Select Page

15 Jan 2026 | 0 comments

"Since 2020, we have seen a 600 000x increase in the computational scale of decentralized training projects, for an implied growth rate of about 20x/year." - Jack Clark - Import AI

“Since 2020, we have seen a 600 000x increase in the computational scale of decentralized training projects, for an implied growth rate of about 20x/year.” – Jack Clark – Import AI

Jack Clark on Exponential Growth in Decentralized AI Training

The Quote and Its Context

Jack Clark’s statement about the 600,000x increase in computational scale for decentralized training projects over approximately five years (2020-2025) represents a striking observation about the democratization of frontier AI development.1,2,3,4 This 20x annual growth rate reflects one of the most significant shifts in the technological and political economy of artificial intelligence: the transition from centralized, proprietary training architectures controlled by a handful of well-capitalized labs toward distributed, federated approaches that enable loosely coordinated collectives to pool computational resources globally.

Jack Clark: Architect of AI Governance Thinking

Jack Clark is the Head of Policy at Anthropic and one of the most influential voices shaping how we think about AI development, governance, and the distribution of technological power.1 His trajectory uniquely positions him to observe this transformation. Clark co-authored the original GPT-2 paper at OpenAI in 2019, a moment he now reflects on as pivotal—not merely for the model’s capabilities, but for what it revealed about scaling laws: the discovery that larger models trained on more data would exhibit predictably superior performance across diverse tasks, even without task-specific optimization.1

This insight proved prophetic. Clark recognized that GPT-2 was “a sketch of the future”—a partial glimpse of what would emerge through scaling. The paper’s modest performance advances on seven of eight tested benchmarks, achieved without narrow task optimization, suggested something fundamental about how neural networks could be made more generally capable.1 What followed validated his foresight: GPT-3, instruction-tuned variants, ChatGPT, Claude, and the subsequent explosion of large language models all emerged from the scaling principles Clark and colleagues had identified.

However, Clark’s thinking has evolved substantially since those early days. Reflecting in 2024, five years after GPT-2’s release, he acknowledged that while his team had anticipated many malicious uses of advanced language models, they failed to predict the most disruptive actual impact: the generation of low-grade synthetic content driven by economic incentives rather than malicious intent.1 This humility about the limits of foresight informs his current policy positions.
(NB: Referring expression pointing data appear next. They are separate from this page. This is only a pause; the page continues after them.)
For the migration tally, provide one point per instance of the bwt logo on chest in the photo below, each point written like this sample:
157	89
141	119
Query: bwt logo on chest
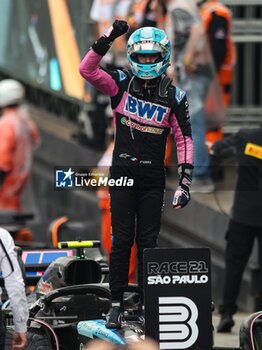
145	110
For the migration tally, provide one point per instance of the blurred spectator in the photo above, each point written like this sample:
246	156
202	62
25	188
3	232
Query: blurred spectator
15	288
147	344
104	205
18	135
246	219
217	20
191	68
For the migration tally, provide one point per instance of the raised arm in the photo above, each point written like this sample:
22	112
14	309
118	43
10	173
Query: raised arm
89	68
180	123
96	76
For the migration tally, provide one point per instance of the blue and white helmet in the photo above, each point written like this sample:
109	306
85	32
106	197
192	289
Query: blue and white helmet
148	40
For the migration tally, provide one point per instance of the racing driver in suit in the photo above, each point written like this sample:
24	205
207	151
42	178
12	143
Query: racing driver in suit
145	106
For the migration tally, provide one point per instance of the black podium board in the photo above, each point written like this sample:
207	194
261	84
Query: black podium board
178	298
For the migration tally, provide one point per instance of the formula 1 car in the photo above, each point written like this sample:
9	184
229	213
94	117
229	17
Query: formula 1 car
70	301
68	306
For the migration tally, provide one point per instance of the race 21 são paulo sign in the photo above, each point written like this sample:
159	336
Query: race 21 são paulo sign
178	298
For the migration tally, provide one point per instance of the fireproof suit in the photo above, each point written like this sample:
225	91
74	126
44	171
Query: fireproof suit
143	115
14	285
18	135
246	214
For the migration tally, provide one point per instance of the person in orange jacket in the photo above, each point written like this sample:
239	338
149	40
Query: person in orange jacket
18	135
217	20
104	205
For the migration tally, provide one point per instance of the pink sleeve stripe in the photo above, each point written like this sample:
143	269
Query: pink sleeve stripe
184	144
97	77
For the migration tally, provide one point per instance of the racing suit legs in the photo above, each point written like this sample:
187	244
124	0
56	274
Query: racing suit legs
135	214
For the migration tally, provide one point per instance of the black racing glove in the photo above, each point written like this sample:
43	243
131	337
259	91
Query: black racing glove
103	44
182	195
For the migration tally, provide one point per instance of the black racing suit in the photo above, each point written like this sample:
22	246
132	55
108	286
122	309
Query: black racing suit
143	116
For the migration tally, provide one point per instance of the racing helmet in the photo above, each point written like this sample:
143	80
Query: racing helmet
11	92
148	40
250	333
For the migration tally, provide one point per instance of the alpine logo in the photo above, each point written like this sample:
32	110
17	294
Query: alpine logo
177	323
145	110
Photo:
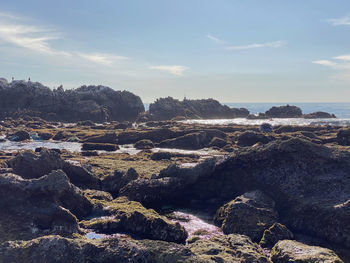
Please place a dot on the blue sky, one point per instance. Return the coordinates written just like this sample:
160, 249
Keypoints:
232, 50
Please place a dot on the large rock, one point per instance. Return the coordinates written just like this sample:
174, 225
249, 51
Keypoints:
36, 207
274, 234
319, 115
343, 137
249, 214
288, 251
56, 249
193, 141
20, 136
310, 184
284, 112
249, 138
34, 165
231, 248
129, 216
95, 103
169, 108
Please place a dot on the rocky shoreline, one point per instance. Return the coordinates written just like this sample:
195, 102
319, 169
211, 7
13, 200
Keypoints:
117, 192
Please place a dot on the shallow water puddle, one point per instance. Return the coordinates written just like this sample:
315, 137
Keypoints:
273, 121
196, 224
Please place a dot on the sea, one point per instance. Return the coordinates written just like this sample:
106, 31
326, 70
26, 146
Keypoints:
341, 110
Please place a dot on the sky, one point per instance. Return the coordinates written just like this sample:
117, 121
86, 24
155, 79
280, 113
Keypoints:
229, 50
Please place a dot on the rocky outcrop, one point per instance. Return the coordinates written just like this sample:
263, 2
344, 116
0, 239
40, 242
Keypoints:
274, 234
55, 249
288, 251
230, 248
249, 138
310, 184
319, 115
284, 112
29, 165
37, 207
343, 137
169, 108
249, 214
95, 103
131, 217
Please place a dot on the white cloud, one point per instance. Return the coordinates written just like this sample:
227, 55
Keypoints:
327, 63
340, 65
343, 21
102, 58
39, 39
215, 39
173, 69
275, 44
343, 57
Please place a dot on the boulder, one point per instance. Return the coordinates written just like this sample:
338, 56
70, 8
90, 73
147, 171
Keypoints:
284, 112
110, 138
144, 144
113, 183
169, 108
319, 115
37, 207
20, 136
56, 249
29, 165
249, 214
249, 138
274, 234
132, 217
289, 251
230, 248
95, 103
343, 137
88, 146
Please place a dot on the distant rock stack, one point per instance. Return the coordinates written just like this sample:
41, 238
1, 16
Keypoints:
170, 108
95, 103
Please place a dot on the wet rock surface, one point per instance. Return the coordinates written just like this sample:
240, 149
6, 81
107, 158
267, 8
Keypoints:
292, 251
249, 214
96, 103
294, 184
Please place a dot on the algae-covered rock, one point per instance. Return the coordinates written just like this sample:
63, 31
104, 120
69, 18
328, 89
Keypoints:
132, 217
249, 214
275, 233
36, 207
144, 144
232, 248
56, 249
28, 164
288, 251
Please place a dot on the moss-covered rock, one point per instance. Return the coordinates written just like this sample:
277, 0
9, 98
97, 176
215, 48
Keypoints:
129, 216
37, 207
288, 251
249, 214
275, 233
231, 248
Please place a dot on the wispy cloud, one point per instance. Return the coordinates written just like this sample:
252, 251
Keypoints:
339, 64
275, 44
39, 39
173, 69
102, 58
215, 39
343, 21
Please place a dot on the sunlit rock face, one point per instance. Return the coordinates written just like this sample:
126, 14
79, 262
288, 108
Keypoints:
96, 103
The Political Economy of Decentralized Training

Clark’s observation about the 600,000x scaling in decentralized training projects is not merely a technical metric—it is a statement about power distribution. Currently, the frontier of AI capability depends on the ability to concentrate vast amounts of computational resources in physically centralized clusters. Companies like Anthropic, OpenAI, and hyperscalers like Google and Meta control this concentrated compute, which has enabled governments and policymakers to theoretically monitor and regulate AI development through chokepoints: controlling access to advanced semiconductors, tracking large training clusters, and licensing centralized development entities.3,4

Decentralized training disrupts this assumption entirely. If computational resources can be pooled across hundreds of loosely federated organizations and individuals globally—each contributing smaller clusters of GPUs or other accelerators—then the frontier of AI capability becomes distributed across many actors rather than concentrated in a few.3,4 This changes everything about AI policy, which has largely been built on the premise of controllable centralization.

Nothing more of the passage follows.